CUDA_ERROR_LAUNCH_TIMEOUT MATLAB, REMOTE UBUNTU, .CU FILE

hi Folks:

I am brand to new to CUDA, and this is my first post.

I got an error code CUDA_ERROR_LAUNCH_TIMEOUT, so I googled that, and it seems has something to do with the running time of the kernel

I am using my win 7 laptop to access a remote Ubuntu where MATLAB is installed. I coded a *.cu file, and a *.ptx is generated using nvcc. I programming in MATLAB (on that remote Ubuntu) to initiate a CUDA kernel, then use feval() to run my program in that *.cu file.

The first time when I execute MATLAB code, I can initiate a kernel object with parallel.gpu.CUDAkernel(), but error occurred at feval(): driver timeour! Then after that, when I execute same MATLAB again, I got stuck at parallel.gpu.CUDAkernel(), CUDA_ERROR_LAUNCH_TIMEOUT kept showing up.

I don’t know if I can debug/trace what happened in my .cu file, cos I have no idea how to do so. My *.cu file is basically a double “for” loops, where the first loop is about 30000 long and second loop is about 78400 long.

I don’t think I can change any setting on that remote Ubuntu where the GPU is installed.

Anyone has any pointer how should I solve this problem, or what direction should I be headed?

Thanks a lot.

First of all, do not fear. GPU computing in MATLAB(r) is awesome when done right and can provide tremendous speedups.

In my biased (yet well-informed) opinion, you should head in a direction away from the Parallel Computing Toolbox™ from MathWorks(r) for anything related to GPU computing, for reasons listed here :)

The Jacket SDK is the best way to integrate CUDA code into MATLAB(r), as explained here.

If we can be useful to you, feel free to email me directly (see my signature below). Good luck!

With respect to the actual problem you posted, try splitting your work between multiple kernel launches so that each one takes less time.

I’m a bit surprised about the setup though. Does the remote Ubuntu computer have a display connected to the GPU, and is anybody working on that display? In that case it would be highly annoying for that user as the screen would freeze when you launch a kernel. If there is no display connected, there should not be a timeout on kernel launches.
If there is a display connected, but nobody using it, the computer would better be booted to runlevel 3 (network but no X Windows).

hi John, Tera:

Thanks for your replies.
I figure the message showed because there is a bug in my *.cu file. So I guess I need to debug it, although, I have no idea how to do so.
Seems I cannot watch how those variables change, and cannot trace execution step by step in that *.cu file.

In linux, you can open MATLAB(r) from the commandline inside the GDB debugger with “matlab -Dgdb”. Not sure if that is useful to you, but sometimes it can help.

By doing that I can step in the *.cu file?

You can’t step, but you can sometimes get useful trace information.

One potentially helpful way is to use cuda-memcheck via matlab ( checks for things like out of bounds memory access in your kernel ).

I don’t remember the exact commands but you do a memcheck by launching the matlab.exe with the input commands to launch an m-file, this m-file in turn calls your CUDA related functions. In windows it was something like:

cuda-memcheck -c matlab.exe -nojvm -nosplash -wait -r m_file_name_here

Where “m_file_name_here” is written without .m, I also think that m-file needs to include an exit call for matlab.

Thanks to above.

I did a little change: my double loop has 2 indices: i and j; where (i = N-1; i>=0, i–), and (j = 1; j<=M, j++); But this gives error as I mentioned.
Then I changed the outside loop, j, to a while loop, with j initialized as
j = blockIdx.xblockDim.x + threadIdx.x;
and j is updated in each iteration as
j += blockDim.x
gridDim.x;
Now, the CUDA_ERROR_LAUNCH_TIMEOUT error is gone, but still, I am not getting the right answer. Anyone has any idea what this might suggest?
It is pretty weird, because my variable, a[j] has length M.

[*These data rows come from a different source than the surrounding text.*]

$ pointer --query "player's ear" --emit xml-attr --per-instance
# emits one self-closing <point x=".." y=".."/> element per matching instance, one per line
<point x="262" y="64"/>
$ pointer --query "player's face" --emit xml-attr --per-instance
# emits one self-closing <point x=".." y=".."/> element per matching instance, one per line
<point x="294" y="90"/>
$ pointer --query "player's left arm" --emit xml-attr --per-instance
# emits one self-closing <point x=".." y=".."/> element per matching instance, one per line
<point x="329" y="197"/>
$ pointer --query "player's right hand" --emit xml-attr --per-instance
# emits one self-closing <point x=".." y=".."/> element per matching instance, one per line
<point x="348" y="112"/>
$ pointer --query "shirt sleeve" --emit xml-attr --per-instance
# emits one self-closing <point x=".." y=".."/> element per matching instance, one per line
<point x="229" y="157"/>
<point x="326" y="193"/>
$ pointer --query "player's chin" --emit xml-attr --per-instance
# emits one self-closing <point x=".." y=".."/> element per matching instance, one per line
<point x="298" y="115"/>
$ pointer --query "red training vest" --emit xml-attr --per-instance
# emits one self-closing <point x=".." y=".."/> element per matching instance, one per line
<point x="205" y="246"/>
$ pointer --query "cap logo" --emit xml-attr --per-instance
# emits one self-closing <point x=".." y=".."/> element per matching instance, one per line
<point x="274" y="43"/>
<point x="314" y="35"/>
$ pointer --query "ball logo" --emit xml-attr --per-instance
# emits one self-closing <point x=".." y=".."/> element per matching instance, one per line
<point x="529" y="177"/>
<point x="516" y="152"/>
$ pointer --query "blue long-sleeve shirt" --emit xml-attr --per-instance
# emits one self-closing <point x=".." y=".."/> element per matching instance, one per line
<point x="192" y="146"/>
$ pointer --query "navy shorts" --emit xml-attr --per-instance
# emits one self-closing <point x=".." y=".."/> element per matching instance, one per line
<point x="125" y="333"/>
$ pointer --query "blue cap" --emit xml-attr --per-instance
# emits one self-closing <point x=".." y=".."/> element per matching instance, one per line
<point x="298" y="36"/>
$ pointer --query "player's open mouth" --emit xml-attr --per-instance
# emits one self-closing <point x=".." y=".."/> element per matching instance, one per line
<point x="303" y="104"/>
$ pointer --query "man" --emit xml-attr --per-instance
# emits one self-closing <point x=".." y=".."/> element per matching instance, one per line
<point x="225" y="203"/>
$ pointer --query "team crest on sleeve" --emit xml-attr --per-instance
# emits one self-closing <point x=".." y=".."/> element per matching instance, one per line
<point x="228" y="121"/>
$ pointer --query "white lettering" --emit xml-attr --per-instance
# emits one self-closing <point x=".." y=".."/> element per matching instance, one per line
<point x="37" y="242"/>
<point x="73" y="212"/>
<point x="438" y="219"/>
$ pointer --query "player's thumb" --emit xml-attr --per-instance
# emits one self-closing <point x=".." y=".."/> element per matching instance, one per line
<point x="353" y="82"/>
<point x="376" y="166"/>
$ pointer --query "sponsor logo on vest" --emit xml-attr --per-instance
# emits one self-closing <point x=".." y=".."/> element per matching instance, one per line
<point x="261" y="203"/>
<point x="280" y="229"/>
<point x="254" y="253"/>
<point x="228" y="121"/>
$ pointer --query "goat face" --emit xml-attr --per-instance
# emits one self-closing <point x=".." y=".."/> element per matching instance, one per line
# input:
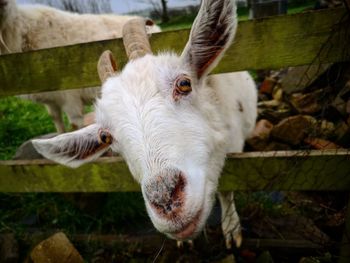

You might want to consider posting your code here. I know that for instance tera quite enjoys spending some time and checking other peoples kernels :) ( which he is very good at too!)

External Image

OK, I will start a new thread. You guys are so nice :)

try some quotation to see if that will post code nicely:

Use [font=“Courier New”][code]…[/code][/font] tags, not quotes.